Les lumières chatoyantes s’invitaient dans le ciel de fin de journée, où un soleil rougeoyant déclinait sur la ligne d’horizon que l’océan profilait depuis la plage. Les feux commençaient à crépiter et les chants s’élevaient depuis la maison d’Anjali et de Dimitri. Le long des rues, les rickshaws klaxonnaient s’en discontinuer, donnant aux chants des quartiers visités des allures de canon improvisé.
Anjali n’entendait plus sa voix, ni celle de Dimitri. Drapée d’un sari rouge vif aux bordures dorées, la peau de son bras laissait deviner les mehndis dessinés à l’henné, magnifiant sa beauté naturelle. Dissimulé, le tatouage du Om/Aum, réalisé le soir où ils se sont dit oui. Symbole de la totalité de ce qui existe, du passé, du présent et du futur, ils n’avaient pas trouvé plus doux pour être eux.
Arrivés autour du feu principal, les danses et les chants reprirent de plus belle.
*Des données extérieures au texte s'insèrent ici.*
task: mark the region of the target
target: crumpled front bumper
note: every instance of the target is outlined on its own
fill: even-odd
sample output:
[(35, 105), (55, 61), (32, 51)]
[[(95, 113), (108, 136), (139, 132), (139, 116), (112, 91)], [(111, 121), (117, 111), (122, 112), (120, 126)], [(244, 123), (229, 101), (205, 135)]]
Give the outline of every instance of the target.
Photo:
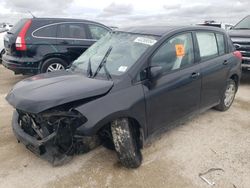
[(12, 129), (18, 142), (23, 143), (27, 149), (42, 159), (49, 161), (53, 164), (53, 166), (62, 165), (72, 158), (72, 156), (57, 152), (54, 145), (54, 138), (56, 136), (55, 132), (44, 139), (37, 140), (35, 137), (32, 137), (24, 132), (18, 124), (18, 117), (19, 115), (15, 110), (12, 118)]

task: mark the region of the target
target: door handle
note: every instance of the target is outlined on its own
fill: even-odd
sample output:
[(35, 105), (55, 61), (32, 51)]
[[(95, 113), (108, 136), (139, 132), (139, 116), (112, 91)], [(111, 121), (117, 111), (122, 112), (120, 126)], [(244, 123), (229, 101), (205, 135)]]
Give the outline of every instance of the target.
[(191, 78), (193, 78), (193, 79), (196, 79), (196, 78), (198, 78), (200, 76), (200, 73), (199, 72), (193, 72), (192, 74), (191, 74)]
[(229, 63), (229, 61), (228, 61), (228, 60), (225, 60), (225, 61), (223, 62), (223, 65), (228, 65), (228, 63)]
[(60, 42), (61, 44), (67, 45), (69, 44), (66, 40), (63, 40), (62, 42)]

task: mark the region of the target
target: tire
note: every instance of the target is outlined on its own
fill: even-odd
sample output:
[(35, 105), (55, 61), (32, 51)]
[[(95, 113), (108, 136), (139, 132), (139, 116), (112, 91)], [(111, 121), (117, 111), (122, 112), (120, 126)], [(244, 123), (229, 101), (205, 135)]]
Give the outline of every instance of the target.
[(53, 72), (58, 70), (65, 70), (67, 63), (60, 58), (50, 58), (43, 62), (40, 72)]
[(232, 79), (229, 79), (227, 81), (226, 88), (222, 94), (220, 104), (215, 106), (215, 109), (218, 111), (222, 111), (222, 112), (227, 111), (233, 104), (236, 91), (237, 91), (237, 86), (236, 86), (235, 81)]
[(117, 119), (111, 123), (111, 132), (121, 164), (127, 168), (138, 168), (142, 162), (142, 154), (131, 122), (127, 118)]

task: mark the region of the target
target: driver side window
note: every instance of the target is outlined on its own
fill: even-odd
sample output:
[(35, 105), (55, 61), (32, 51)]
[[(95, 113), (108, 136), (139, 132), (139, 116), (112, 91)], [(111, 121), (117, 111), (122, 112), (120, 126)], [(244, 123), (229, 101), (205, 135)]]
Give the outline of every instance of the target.
[(186, 33), (165, 42), (151, 59), (151, 66), (161, 66), (163, 73), (194, 64), (192, 34)]

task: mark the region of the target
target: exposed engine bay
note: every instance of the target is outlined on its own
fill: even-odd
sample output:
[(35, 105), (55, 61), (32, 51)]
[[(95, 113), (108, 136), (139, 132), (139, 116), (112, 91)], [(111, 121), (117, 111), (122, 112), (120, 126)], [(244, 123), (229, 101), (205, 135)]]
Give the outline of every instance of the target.
[(35, 143), (39, 142), (27, 143), (26, 147), (54, 166), (68, 162), (74, 154), (86, 153), (100, 145), (97, 135), (90, 137), (76, 134), (76, 129), (87, 119), (73, 109), (53, 109), (39, 114), (17, 112), (17, 122), (24, 134), (34, 138)]

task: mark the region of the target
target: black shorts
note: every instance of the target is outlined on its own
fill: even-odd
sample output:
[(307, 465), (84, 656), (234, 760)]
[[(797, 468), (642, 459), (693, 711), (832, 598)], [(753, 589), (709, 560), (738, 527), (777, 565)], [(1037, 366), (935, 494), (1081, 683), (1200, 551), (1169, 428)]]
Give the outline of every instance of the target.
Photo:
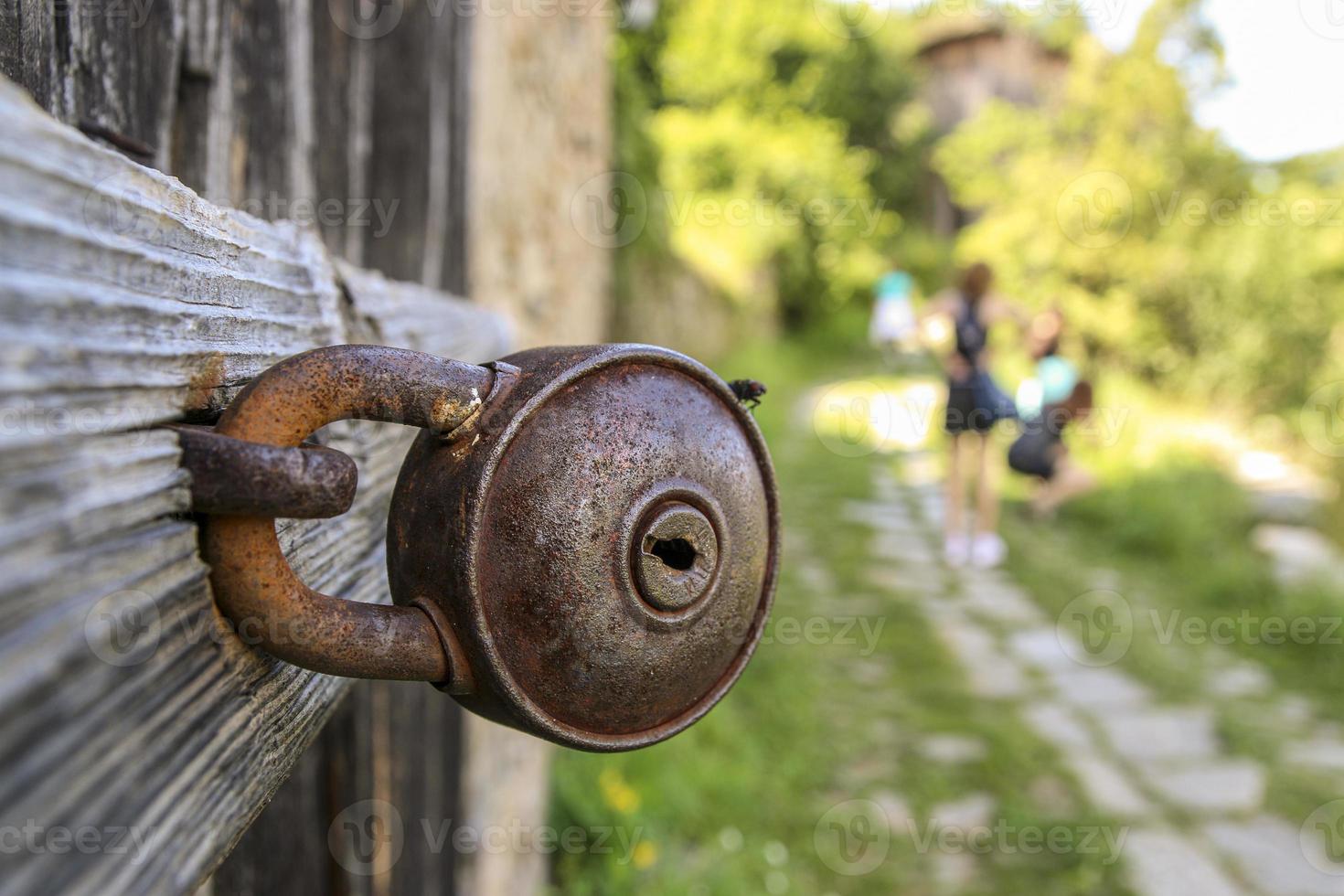
[(1063, 445), (1063, 439), (1044, 426), (1028, 429), (1008, 449), (1008, 466), (1023, 476), (1051, 480)]
[(993, 408), (981, 404), (980, 394), (981, 390), (976, 387), (974, 380), (965, 384), (949, 383), (948, 414), (942, 429), (952, 435), (961, 435), (962, 433), (985, 434), (992, 430), (997, 418)]

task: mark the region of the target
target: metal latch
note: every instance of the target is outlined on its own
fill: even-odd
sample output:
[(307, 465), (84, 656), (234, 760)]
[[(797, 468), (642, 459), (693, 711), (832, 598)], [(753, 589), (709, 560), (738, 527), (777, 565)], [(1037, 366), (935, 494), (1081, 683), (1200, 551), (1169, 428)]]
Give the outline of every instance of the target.
[[(358, 474), (305, 443), (341, 419), (423, 429), (387, 535), (392, 606), (305, 586), (276, 517), (349, 508)], [(487, 365), (340, 345), (177, 427), (220, 610), (306, 669), (423, 680), (585, 750), (657, 743), (737, 681), (774, 592), (778, 508), (751, 415), (696, 361), (645, 345)]]

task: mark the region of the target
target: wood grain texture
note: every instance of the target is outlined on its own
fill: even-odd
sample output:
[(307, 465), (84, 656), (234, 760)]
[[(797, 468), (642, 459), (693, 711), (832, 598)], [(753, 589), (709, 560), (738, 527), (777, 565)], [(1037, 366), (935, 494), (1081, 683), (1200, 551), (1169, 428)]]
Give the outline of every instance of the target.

Habillé d’un vêtement noir, et d’une écharpe rouge, il s’avança vers Anjali. Tout y était, et tous surtout : le prêtre de l’église Saint Thomas, le sud étant chrétien aussi, et les prêtres hindouistes, le tout dans un brouhaha vivant et pétaradant. Sur les tables, les convives, en somme les habitant.es de leur quartier et les collègues de travail, plus quelques touristes résidents permanents devenus des ami.es au fil du temps. Iconoclaste, Anjali et Dimitri savaient très bien que cela pourrait dégénérer. Des fanatiques, il y en a partout, dans toutes les villes, dans toutes les religions et dans tous les pays du monde. Leur mariage avait pris une tournure multiculturelle, symbole de l’amour qui transcende.
Après quelques heures de rires et de danses, Dimitri était allé se poser devant la mer, les pieds dans le sable, légèrement à l’écart. Anjali continuait à rire avec quelques jeunes du quartiers. Elle était toujours aussi resplendissante malgré la fatigue à répondre à toutes les sollicitations. Assis, il ferma les yeux. Il pensait à ses enfants, à Alicia, leur maman. Il les imaginait ensemble, fêtant Noël, les anniversaires, une nouvelle année qui commence. Les rires. Les doutes. Les petits-enfants qui courent. Il pensa à elle aussi. Avec son mari. Son sourire. Sa voix. Les choix qu’ils ont posé tous les deux. Leur amour éternel. Des flammes jumelles. Il sourit, pendant que quelques larmes coulent le long de sa barbe. L’ours.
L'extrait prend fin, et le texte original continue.